Charles: It's part of human nature as well I think.
Susan Credle: Well survival.
Charles: Most of us are still questioning, do I have the right to sit at this table in this moment and have this conversation?
Carter Murray: We have an impostor syndrome.
Susan Credle: Yeah.
Charles: Yeah. I think when you really strip the layers away from almost everybody, there is some aspect of that I find in most people.

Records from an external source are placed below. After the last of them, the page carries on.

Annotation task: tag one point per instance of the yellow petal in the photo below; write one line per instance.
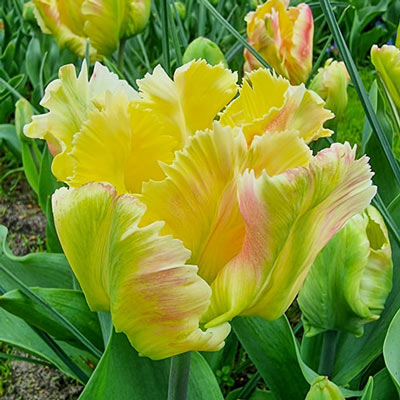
(140, 276)
(190, 102)
(276, 153)
(270, 104)
(198, 198)
(289, 218)
(120, 145)
(386, 61)
(70, 100)
(51, 22)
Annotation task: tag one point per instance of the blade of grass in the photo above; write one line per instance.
(58, 350)
(62, 354)
(26, 359)
(202, 20)
(321, 56)
(228, 18)
(165, 37)
(17, 94)
(144, 51)
(235, 33)
(359, 86)
(54, 313)
(232, 52)
(181, 29)
(41, 84)
(175, 40)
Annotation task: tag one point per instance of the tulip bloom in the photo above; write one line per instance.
(386, 61)
(331, 84)
(233, 225)
(105, 23)
(323, 389)
(283, 36)
(351, 278)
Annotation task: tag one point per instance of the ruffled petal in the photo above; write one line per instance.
(190, 102)
(198, 198)
(289, 218)
(386, 61)
(51, 22)
(140, 276)
(270, 104)
(70, 101)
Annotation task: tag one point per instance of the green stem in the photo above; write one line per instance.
(328, 353)
(121, 50)
(179, 377)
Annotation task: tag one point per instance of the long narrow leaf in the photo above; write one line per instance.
(234, 32)
(55, 314)
(359, 86)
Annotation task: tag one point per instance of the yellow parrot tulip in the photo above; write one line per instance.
(283, 36)
(229, 225)
(103, 22)
(331, 84)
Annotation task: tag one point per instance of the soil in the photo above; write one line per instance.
(36, 382)
(26, 223)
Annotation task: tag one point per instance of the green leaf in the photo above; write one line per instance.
(384, 388)
(122, 374)
(8, 135)
(258, 394)
(271, 347)
(359, 86)
(354, 354)
(18, 333)
(36, 269)
(69, 303)
(368, 390)
(384, 177)
(391, 350)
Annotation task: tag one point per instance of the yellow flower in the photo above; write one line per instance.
(331, 84)
(284, 38)
(386, 61)
(89, 123)
(104, 22)
(350, 279)
(230, 228)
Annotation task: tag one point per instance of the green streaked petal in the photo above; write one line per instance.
(289, 218)
(140, 276)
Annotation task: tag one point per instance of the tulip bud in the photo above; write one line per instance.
(28, 13)
(283, 36)
(104, 24)
(386, 61)
(331, 84)
(180, 8)
(323, 389)
(206, 49)
(350, 279)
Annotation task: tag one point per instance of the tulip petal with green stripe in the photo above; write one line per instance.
(289, 218)
(141, 277)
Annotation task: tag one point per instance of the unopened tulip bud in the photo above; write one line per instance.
(331, 84)
(203, 48)
(350, 279)
(323, 389)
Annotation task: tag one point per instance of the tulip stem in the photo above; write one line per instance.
(328, 353)
(179, 377)
(121, 50)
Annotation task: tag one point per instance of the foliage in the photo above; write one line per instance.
(42, 308)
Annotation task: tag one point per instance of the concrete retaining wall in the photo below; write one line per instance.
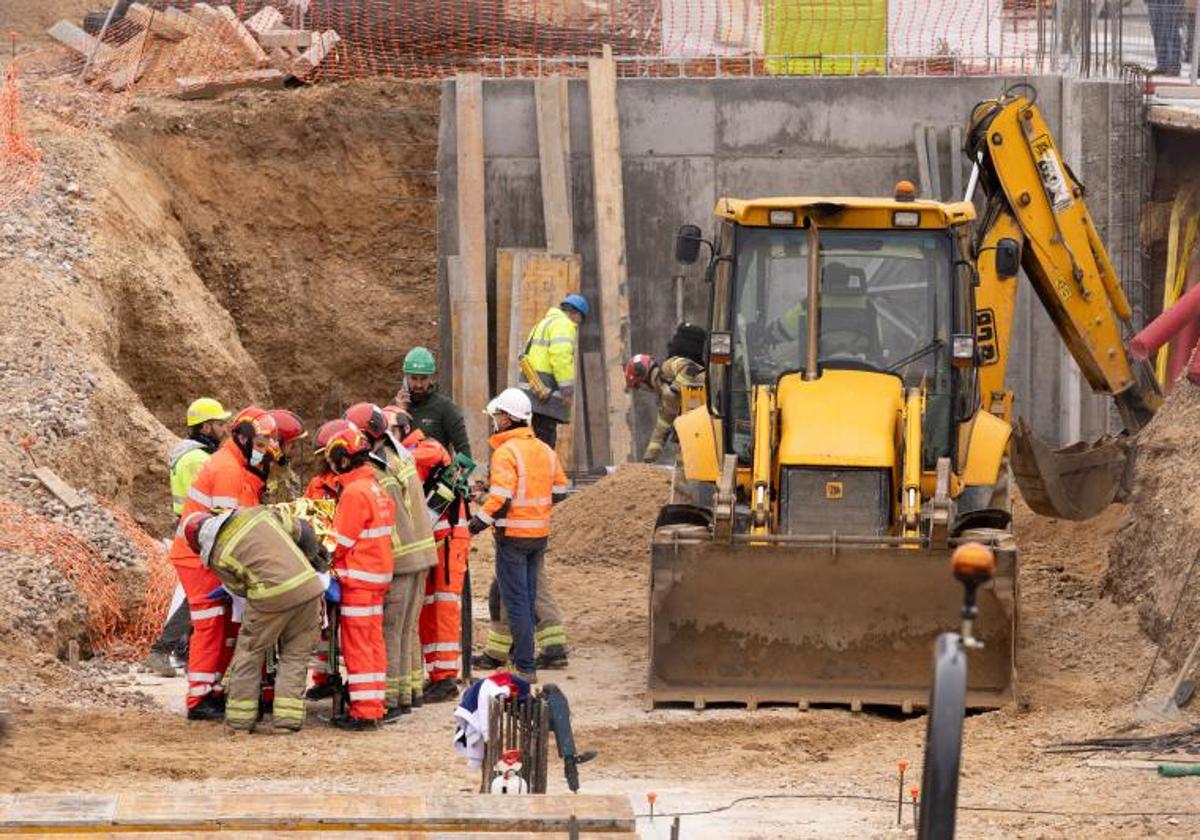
(688, 142)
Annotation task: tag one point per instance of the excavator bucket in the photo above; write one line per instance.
(808, 624)
(1075, 483)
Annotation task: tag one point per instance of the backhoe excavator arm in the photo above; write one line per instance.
(1035, 201)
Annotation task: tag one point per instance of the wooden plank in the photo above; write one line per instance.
(291, 39)
(555, 151)
(243, 36)
(321, 47)
(263, 21)
(60, 489)
(922, 147)
(504, 292)
(473, 341)
(935, 167)
(208, 87)
(157, 23)
(76, 40)
(610, 220)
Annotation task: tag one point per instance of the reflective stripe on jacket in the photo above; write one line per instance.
(412, 538)
(256, 556)
(526, 479)
(225, 483)
(363, 525)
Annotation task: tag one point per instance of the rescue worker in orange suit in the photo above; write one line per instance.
(323, 486)
(271, 559)
(526, 480)
(364, 523)
(283, 484)
(441, 628)
(413, 555)
(233, 478)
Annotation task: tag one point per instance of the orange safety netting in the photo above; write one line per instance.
(21, 161)
(114, 629)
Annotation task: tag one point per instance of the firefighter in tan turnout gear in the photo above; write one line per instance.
(270, 559)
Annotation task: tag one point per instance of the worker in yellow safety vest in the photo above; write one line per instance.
(550, 354)
(207, 427)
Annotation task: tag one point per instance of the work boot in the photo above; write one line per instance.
(209, 708)
(319, 691)
(395, 713)
(441, 690)
(552, 658)
(159, 663)
(486, 661)
(355, 724)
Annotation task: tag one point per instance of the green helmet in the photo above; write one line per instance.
(420, 361)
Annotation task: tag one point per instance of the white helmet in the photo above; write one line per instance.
(514, 402)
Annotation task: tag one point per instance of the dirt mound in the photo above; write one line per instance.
(1159, 534)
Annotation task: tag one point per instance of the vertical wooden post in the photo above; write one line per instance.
(472, 340)
(610, 213)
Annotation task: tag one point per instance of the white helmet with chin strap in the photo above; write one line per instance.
(514, 402)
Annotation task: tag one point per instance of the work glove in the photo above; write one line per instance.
(220, 594)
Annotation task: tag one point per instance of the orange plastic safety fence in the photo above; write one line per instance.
(113, 629)
(21, 161)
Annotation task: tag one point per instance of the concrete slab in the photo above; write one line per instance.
(258, 813)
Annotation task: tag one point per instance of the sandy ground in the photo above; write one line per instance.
(1081, 663)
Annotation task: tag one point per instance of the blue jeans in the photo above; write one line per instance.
(516, 571)
(1167, 22)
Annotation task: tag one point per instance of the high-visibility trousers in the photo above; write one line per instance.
(364, 652)
(442, 613)
(214, 634)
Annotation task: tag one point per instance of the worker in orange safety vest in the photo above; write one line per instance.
(233, 478)
(363, 523)
(441, 627)
(526, 480)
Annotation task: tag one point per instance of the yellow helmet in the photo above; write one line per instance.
(204, 409)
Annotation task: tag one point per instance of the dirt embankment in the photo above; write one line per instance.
(1159, 535)
(269, 247)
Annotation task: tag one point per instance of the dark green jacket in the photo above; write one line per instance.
(442, 420)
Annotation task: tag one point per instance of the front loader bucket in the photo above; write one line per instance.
(816, 624)
(1075, 483)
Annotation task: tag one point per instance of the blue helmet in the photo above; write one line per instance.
(577, 303)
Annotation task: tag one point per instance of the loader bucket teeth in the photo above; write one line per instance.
(1075, 483)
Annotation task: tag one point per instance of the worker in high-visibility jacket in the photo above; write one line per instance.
(233, 478)
(271, 559)
(667, 381)
(550, 348)
(413, 553)
(441, 625)
(207, 427)
(526, 480)
(363, 564)
(283, 484)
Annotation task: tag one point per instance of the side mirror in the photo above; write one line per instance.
(688, 244)
(1008, 258)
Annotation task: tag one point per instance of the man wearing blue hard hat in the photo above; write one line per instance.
(547, 366)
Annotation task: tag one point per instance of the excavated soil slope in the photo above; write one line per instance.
(1159, 537)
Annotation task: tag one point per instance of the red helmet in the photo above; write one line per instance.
(637, 371)
(259, 421)
(192, 526)
(289, 425)
(327, 432)
(348, 442)
(369, 418)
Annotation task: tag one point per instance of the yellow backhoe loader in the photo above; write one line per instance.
(857, 429)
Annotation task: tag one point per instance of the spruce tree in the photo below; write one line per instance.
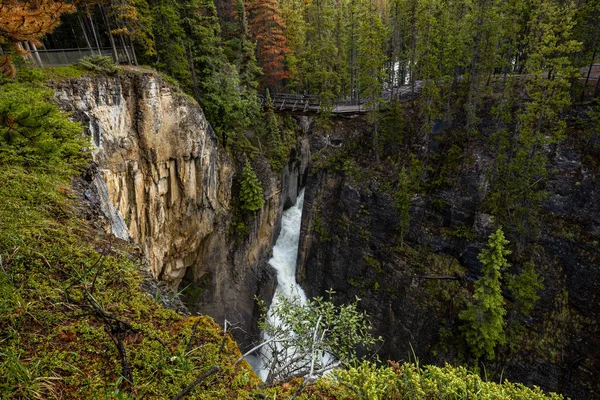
(484, 322)
(251, 190)
(276, 150)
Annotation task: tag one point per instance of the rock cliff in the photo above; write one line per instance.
(170, 184)
(414, 290)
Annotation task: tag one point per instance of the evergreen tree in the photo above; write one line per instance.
(250, 190)
(484, 318)
(525, 287)
(292, 12)
(321, 58)
(276, 149)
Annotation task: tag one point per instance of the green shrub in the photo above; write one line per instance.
(34, 133)
(251, 190)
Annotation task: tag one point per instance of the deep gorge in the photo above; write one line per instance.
(172, 184)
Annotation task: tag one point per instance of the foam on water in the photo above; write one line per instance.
(285, 253)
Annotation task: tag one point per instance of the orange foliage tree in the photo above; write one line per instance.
(267, 27)
(26, 21)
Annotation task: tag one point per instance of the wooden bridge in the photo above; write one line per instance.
(309, 104)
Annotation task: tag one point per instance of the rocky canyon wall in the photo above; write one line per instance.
(414, 287)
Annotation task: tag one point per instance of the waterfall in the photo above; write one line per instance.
(285, 253)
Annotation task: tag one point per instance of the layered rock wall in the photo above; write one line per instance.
(168, 181)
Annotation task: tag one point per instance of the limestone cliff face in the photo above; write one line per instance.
(163, 173)
(159, 160)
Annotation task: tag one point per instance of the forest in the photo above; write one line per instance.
(497, 89)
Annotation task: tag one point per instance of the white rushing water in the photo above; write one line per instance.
(285, 253)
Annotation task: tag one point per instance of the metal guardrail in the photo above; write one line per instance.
(60, 57)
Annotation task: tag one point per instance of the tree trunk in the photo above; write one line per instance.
(94, 30)
(110, 36)
(87, 39)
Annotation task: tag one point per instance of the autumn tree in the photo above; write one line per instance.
(267, 29)
(26, 21)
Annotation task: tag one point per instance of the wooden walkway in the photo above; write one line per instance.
(310, 104)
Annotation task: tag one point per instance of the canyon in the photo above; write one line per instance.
(166, 183)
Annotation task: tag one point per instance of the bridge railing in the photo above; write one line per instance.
(60, 57)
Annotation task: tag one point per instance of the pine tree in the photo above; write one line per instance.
(276, 150)
(250, 190)
(321, 61)
(484, 318)
(27, 21)
(267, 28)
(292, 12)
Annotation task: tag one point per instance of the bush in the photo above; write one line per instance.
(251, 190)
(34, 133)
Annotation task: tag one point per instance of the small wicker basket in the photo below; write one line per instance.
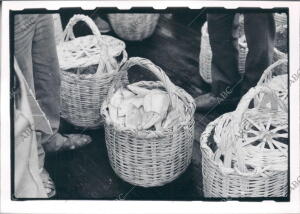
(205, 55)
(133, 26)
(150, 157)
(88, 65)
(245, 152)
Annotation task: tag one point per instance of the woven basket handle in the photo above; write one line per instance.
(268, 72)
(68, 32)
(156, 70)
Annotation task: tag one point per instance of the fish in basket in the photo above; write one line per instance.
(88, 67)
(245, 152)
(149, 128)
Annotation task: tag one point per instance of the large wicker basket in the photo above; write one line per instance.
(88, 65)
(133, 26)
(245, 152)
(205, 55)
(146, 157)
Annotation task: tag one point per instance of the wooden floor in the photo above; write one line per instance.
(87, 174)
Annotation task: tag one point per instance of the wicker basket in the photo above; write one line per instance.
(133, 26)
(88, 65)
(276, 78)
(245, 152)
(205, 55)
(145, 157)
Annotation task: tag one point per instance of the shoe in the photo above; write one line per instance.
(209, 102)
(48, 183)
(67, 142)
(206, 102)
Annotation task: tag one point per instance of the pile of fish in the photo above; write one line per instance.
(139, 108)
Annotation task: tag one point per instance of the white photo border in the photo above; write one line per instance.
(102, 206)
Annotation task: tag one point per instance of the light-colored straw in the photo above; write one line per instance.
(82, 94)
(245, 152)
(151, 157)
(133, 26)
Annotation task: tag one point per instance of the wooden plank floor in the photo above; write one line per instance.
(86, 172)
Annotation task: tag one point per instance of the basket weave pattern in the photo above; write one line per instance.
(88, 68)
(235, 159)
(133, 27)
(146, 157)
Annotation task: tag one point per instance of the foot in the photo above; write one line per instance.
(48, 183)
(67, 142)
(102, 25)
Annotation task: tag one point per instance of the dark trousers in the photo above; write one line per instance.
(223, 34)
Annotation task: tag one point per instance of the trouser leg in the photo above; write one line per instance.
(260, 36)
(46, 72)
(223, 36)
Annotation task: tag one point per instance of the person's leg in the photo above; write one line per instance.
(260, 36)
(223, 36)
(47, 85)
(24, 32)
(46, 71)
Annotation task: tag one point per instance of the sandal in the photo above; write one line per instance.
(48, 184)
(67, 142)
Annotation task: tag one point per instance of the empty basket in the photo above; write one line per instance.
(245, 152)
(88, 65)
(150, 157)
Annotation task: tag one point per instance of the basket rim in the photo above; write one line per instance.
(62, 47)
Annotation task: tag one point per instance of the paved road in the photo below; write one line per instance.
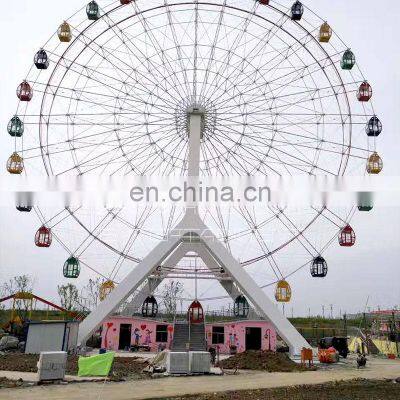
(140, 390)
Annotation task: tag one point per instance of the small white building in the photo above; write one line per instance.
(49, 336)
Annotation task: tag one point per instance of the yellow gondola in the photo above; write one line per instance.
(64, 32)
(283, 292)
(15, 164)
(374, 164)
(105, 289)
(325, 33)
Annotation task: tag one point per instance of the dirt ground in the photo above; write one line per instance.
(123, 367)
(354, 390)
(262, 361)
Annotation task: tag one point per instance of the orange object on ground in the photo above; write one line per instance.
(307, 356)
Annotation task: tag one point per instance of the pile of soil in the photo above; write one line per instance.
(262, 361)
(8, 384)
(353, 390)
(123, 367)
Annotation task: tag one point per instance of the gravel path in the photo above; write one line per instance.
(169, 387)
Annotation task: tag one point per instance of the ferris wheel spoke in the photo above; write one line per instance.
(249, 154)
(92, 73)
(235, 43)
(212, 50)
(269, 71)
(153, 40)
(178, 47)
(95, 232)
(125, 39)
(260, 240)
(297, 232)
(112, 55)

Susan Credle: I think that a way that I deal with that, because I do feel it a lot. You're not going to wake up one morning and suddenly get a title and get a new brain. It's just who you are. Think of it as a position that you're filling than something you've earned. It's like, my position is to help other people succeed and to try to improve the creative product of FCB. To hopefully make sure that advertising marketing communications is an important part of brands and businesses. It's just a job, do it to the best of your ability while you've been given it. Sometimes that helps me versus that all of the sudden I have to be some profit or some talented person that's out talenting everybody. Which is not true. In fact, I think my success is built on hiring people that I find incredibly talented and just using my experience.
Andre 3,000 said something about mentorship that I loved. He said, "Sons and dads, what's a mentor?" He goes, "You know how we're playing this video game and you think I'm terrible?" He goes, "Yeah." He goes, "You tell me, dad if you'll just go in that door and push the green button and jump on this thing, you'll get to the next level and so I do it." He goes, "Yeah." He goes, "How long did it take you to learn how to get through the green door and the green button and whatever?" He goes, "All summer." He goes, "Yeah, I'm terrible and it only took me 15 minutes. You just mentored me in this game." I think that's a lot about what we do in leadership. Is that the mentoring is not cheerleading for someone it's actually saying, "You know what? I can save you six months of learning by telling you an experience that I had that took me three years to learn." I think that's our job. When you think about the experiences and if you're generous with those, I think you'll find that you do deserve to be in that leadership position and you do have value in it.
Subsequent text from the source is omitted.